WELLINGTON BRITISH AND EUROPEAN DAY
After more than 30 years, Wellington’s British Car Day has a new name and a new look as ‘British and European Car Day’. The first of the expanded shows received a successful launch at Trentham Memorial Park on Sunday, February 11.
Richard ‘Ric’ Tyson, president of the Wellington British Car Club and the event’s organizer, estimated that about 600 cars were parked up — my informal count of the European makes present was between 70 and 80 cars.
Ric had brought his two-tone green 1961 Wolseley 6/99 saloon to every British Car Day and continued the tradition by bringing it to the inaugural British and European Car Day.

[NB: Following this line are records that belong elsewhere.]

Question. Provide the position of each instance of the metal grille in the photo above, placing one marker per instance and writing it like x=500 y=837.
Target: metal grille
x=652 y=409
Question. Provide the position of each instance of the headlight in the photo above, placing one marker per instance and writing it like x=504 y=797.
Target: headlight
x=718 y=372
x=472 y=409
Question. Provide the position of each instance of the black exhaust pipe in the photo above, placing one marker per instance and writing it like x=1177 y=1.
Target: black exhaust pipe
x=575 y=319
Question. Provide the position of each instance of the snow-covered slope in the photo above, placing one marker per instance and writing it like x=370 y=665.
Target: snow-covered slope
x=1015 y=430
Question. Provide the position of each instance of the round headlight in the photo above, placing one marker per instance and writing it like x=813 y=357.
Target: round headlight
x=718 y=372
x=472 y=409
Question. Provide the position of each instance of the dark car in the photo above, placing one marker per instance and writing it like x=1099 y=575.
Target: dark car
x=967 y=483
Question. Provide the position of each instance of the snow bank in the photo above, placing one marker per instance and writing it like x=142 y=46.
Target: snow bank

After a shower soon after the event started, many owners began wiping down their cars so they looked as immaculate as when they had arrived. Some then took a sporting chance with the weather, letting down the hoods on their drophead coupés, while others opened the bonnets, boots, and doors of their cars to allow visitors a better view.

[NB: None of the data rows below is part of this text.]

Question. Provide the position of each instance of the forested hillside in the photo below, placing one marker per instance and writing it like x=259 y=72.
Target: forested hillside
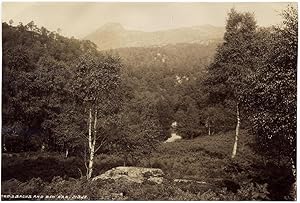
x=71 y=112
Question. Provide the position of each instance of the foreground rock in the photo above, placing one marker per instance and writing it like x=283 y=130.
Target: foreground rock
x=133 y=174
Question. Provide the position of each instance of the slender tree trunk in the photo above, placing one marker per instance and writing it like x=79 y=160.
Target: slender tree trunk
x=91 y=162
x=91 y=151
x=92 y=144
x=237 y=130
x=67 y=152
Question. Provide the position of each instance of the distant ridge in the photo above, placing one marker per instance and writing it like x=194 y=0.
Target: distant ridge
x=114 y=35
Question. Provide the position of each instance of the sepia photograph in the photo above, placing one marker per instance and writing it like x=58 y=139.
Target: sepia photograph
x=149 y=101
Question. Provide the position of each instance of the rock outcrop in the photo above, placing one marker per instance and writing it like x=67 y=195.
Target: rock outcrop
x=133 y=174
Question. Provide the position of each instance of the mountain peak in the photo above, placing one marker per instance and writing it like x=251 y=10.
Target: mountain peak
x=112 y=27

A handful of Ferraris from the Ferrari Owners’ Club of New Zealand always seemed to have swarms of people around them, their owners happily answering any questions fielded about their cars. The Ferraris were what took the eye on entering the park.

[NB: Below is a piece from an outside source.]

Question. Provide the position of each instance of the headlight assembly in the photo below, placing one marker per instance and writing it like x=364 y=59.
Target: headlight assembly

Am I the only one who thought more Hillmans were seen than at the last few British Car Days. When it came to evoking nostalgia on the concourse, they joined other classic English saloons — Ford, Austin, Morris, Humber, Standard, Vanguard, and Vauxhall — in bringing back happy memories of when most cars on New Zealand roads were British.
The day’s MC was again the unflappable Roy Mcguinness. Roy thanked the car owners for an “outstanding” turnout on a day when some must have had second thoughts about coming.
Around midday, the rain set in. Several cars had already left the ground by 1pm, when a 1968 Jaguar 420 was awarded People’s Choice and the BSA Motorcycle Owners’ Club received the trophy for Best Club Display.
The first British and European Car Day was a classy event, equalling and maybe even surpassing the British Car Day. Profits from the day went to the Wellington Free Ambulance.